Le champ des institutions de la connaissance n’est pas épargné par les transformations de l’opinion publique : la crédibilité sociale des données scientifiques parait de moins en moins liée aux organisations qui les produisent. Les enquêtes sondagières font régulièrement état d’un contraste entre une confiance marquée dans la culture scientifique et une défiance relative vis-à-vis du travail scientifique. La baisse d’adhésion dans les institutions de la puissance publique rend les citoyens plus perméables à d’autres offres cognitives, et en particulier à des mouvances sectaires basées sur le développement personnel ou la quête collective de sens. De même, l’importance contemporaine des conflits mémoriels valorise des récits alternatifs sans que l’écueil du relativisme culturel et du révisionnisme historique ne soit véritablement traité. Le socle d’une histoire commune est fragilisé, il devient la proie d’algorithmes entrainés par des puissances étrangères à partir du socle des archives nationales. Ce processus est susceptible de porter atteinte à la cohésion nationale.

La résistance des populations aux ingérences informationnelles exige, au niveau individuel, un esprit critique acéré, une culture critique des algorithmes fondée sur des acquisscolaires pour pouvoir argumenter, contre-argumenter et utiliser les outils numériques interactifs avec le recul nécessaire. Pour autant, la résilience des États face à la diversité des menaces informationnelles reste  indissociable de la garantie que les populations accepteront toujours de déléguer en priorité la prise en charge de leur santé, sécurité et alimentation à des organisations certifiées par l’État. Une contribution libre publiée dans le cadre des travaux de la commission Bartolone-Winock en 2015 faisait déjà état de cette intuition d’un bouleversement sans précédent. La fidélisation des populations repose sur la croyance collective dans la capacité des institutions publiques à administrer les données liées à la protection collective. Cela englobe la dimension subjective de sécurité, c’est-à-dire le sentiment collectif d’être en sécurité, et pas uniquement le fait de l’être. La résistance à la menace informationnelle est intimement liée à la cybersécurité.

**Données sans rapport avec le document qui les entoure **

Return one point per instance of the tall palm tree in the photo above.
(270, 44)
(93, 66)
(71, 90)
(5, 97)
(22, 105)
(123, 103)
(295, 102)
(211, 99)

### Le jeu d’échec, une métaphore efficace de la résilience des États

Le modèle du jeu d’échec du philosophe John Searle est une métaphore pertinente de la résilience des États car il intègre la symbolique politique dans les conditions d’existence d’une institution. Elle fonde la raison d’être des institutions. Contrairement aux faits bruts qui sont indépendants de la croyance des observateurs, l’existence des institutions en est largement dépendante. Ainsi, « l’altitude du Mont Blanc est un fait, que nous le croyions ou non ; en revanche, que ce morceau de papier gris soit un billet de cinq euros n’est un fait que parce que nous croyons qu’il s’agit d’un billet de cinq euros ». Le fait institutionnel est donc ontologiquement subjectif, il est entaché des ambivalences de l’intentionnalité. C’est pourquoi le philosophe mobilise le jeu d’échec pour décrire de façon métaphorique la réalité sociale des institutions. En effet, le jeu n’existe que par ses règles constitutives collectivement reconnues, telles que les possibilités de déplacement des pièces qui sont fixées une fois pour toute. Elles définissent la condition d’existence du jeu. Cet exemple peut être contrasté avec le code de la route dont les règles correspondent à des contraintes apposées à une circulation automobile préexistante. Dès lors, elles ne constituent pas l’activité qu’elles régulent : la circulation automobile existerait même s’il y avait d’autres règles. Ainsi, la validation d’un État démocratique est indissociable de ses règles constitutives telles que l’existence des droits et devoirs des citoyens. Pour Montesquieu, le dévouement du citoyen à la Res Publica est la condition sine qua non à la pérennité du régime républicain. Si on supprime ce contrat social, la nature même de l’État démocratique disparait. La résilience s’appuie donc sur un sous-ensemble minimal de règles constitutives garantissant le maintien de la cohésion nationale.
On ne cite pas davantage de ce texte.